IV.

E cosí della rosa e dell’alloro

parlò quell’Aretusa fiorentina,

mutevole onda con un viso d’oro.

la sua voce era come acqua argentina

che recasse lavandula o pur menta

o salvia o altra fresca erba mattutina.
Tutto rigato dalla schietta vena

«Sol d’oleandro voglio laurearmi»

io dissi.
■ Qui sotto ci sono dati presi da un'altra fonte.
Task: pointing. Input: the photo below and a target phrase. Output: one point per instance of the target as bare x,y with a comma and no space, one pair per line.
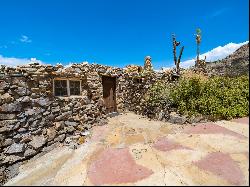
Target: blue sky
117,32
Ed Aretusa era contenta;

e recise per me altri due rami

e fe’ l’atto di cingermi le tempie

dicendomi: «Pe’ tuoi novelli carmi!

Che la cerula e fulva Estate sempre

abbia tu nel tuo cuore e in te le rime

nascano come le sue rose scempie!»

E il giorno estivo non potea morire,

ma sorrideva sopra il bianco mare

silenziosamente senza fine;

e la notte, che avea parte ineguale,

spiava il bel nemico dalle chiostre

dei monti azzurra come te, Cyane.

Ebri e tristi d’aver bevuto a troppe

fonti e incantato il cor per tutte guise,

cercammo il grembo delle donne nostre.

Ma la Melancolia venne e s’assise

in mezzo a noi tra gli oleandri, muta

guatando noi con le pupille fise.

Ed Erigone, ch’ebbe conosciuta

la taciturna amica del pensiero,

chinò la fronte come chi saluta.

E poi disse la Notte e il suo mistero.